しかし、ソージア達三人は全くその場から動かず慌てた様子も無かった。そして、ローレンスが放った矢の嵐が、ソージア達の真上一メートルにきた瞬間。二メートルを超える黒いフードの人が、考えられないような叫び声を発した。その声は人間の声などではなく、まさに獣の雄叫びのようであった。
その雄叫びによって、矢は全て勢いを失いステージの地面へと落ちた。観客達の大半は今の雄叫びで気絶してしまった。
「な、なんなんですか!? あの馬鹿でかい咆哮は!!」
ダニッシュが驚いたように声をあげる。
「あれは人間のものではないな。……モンスターである可能性が高い」
レイノスが冷静に分析していた。その間、アンナは今の雄叫びを真似して、ガオ~、などとはしゃいでいた。
レイノス達三人以外の気絶しなかった観客達も、あ、あれは本当に人間か? などと騒ぎ始め、それは徐々に場内へと広がっていった。
観客達が騒いでいる中、ローレンス達三人も最初驚いた顔をしていたが、すぐにまた戦闘態勢に戻った。そして、男の魔法の詠唱をが終わり、呪文を唱える。
「吹き荒ぶ風よ、荒れ狂う炎よ、大地を覆い尽くす炎蛇となれ(スネークフレイム)!!」
そう男が唱えると、男の周りに炎蛇が三体現れる。そして、目にもとまらぬ速さでソージア達に向かって放たれた。
しかし、三体の炎蛇は跡形もなく消え去った。その場所には黒いフードの女が立っており、右手を前に突き出していた。

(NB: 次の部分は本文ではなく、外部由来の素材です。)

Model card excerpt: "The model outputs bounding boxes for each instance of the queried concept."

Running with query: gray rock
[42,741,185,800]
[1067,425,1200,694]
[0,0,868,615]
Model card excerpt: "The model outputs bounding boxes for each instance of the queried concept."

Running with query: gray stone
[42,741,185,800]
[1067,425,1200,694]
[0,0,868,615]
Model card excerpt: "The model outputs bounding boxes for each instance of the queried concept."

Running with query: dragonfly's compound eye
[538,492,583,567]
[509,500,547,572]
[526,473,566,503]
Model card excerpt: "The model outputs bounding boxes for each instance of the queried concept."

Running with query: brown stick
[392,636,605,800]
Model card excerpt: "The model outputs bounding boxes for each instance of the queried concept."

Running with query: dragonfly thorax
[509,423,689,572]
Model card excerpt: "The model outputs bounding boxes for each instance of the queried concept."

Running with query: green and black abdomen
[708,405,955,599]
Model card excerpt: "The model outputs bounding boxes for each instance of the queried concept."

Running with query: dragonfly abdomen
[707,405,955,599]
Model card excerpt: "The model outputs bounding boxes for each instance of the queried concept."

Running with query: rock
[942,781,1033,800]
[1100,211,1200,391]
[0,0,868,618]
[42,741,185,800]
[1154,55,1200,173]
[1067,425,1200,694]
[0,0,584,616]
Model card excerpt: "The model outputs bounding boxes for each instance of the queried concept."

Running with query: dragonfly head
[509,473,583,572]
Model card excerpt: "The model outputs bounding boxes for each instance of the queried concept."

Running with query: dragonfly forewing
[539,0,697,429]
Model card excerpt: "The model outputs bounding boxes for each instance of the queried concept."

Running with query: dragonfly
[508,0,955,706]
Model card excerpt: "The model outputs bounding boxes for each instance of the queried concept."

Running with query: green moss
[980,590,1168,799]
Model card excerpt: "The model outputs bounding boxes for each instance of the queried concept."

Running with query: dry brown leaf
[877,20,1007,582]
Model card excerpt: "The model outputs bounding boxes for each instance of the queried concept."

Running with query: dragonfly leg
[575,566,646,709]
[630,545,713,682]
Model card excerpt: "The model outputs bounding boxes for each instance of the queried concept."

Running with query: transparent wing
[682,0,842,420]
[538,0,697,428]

「な、なんだと!? 俺の魔法を右手一本で止めたというのか!!」
魔法を放った男が驚愕の表情で女を見る。すると、女は一言こう言った。
「あなたの魔法をそっくりそのままお返しするわ」
女がそう言った瞬間、先程の炎蛇が女の右手から放たれた。男はそれをまともにくらい、焼き尽くされた。それを見ていたローレンスはしばし呆然としていたが、すぐに怒りへと表情を変えた。
「……サルマ。サルマーー!!! ……おのれ、よくもサルマを!! 殺してやるぞ、女!!」
そう言ってローレンスともう一人の男は、剣を握って女に斬りかかった。
すると女は軽々とその剣をかわし
「ソージア様」
と言って後ろに下がった。ソージアはその呼びかけを聞き、ローレンス達に話しかけた。
「残念だけど死んでもらうね」
ソージアはそう一言だけ言って、呪文を唱える。
「死を司る我らが神よ。この場に降臨せよ(エンペラーデス)」
すると、上空に黒く大きな球状のエネルギーの固まりが現れた。それを見たローレンス達は本能的に恐怖した。ソージア達はステージから降りて、西側入口へと歩いていく。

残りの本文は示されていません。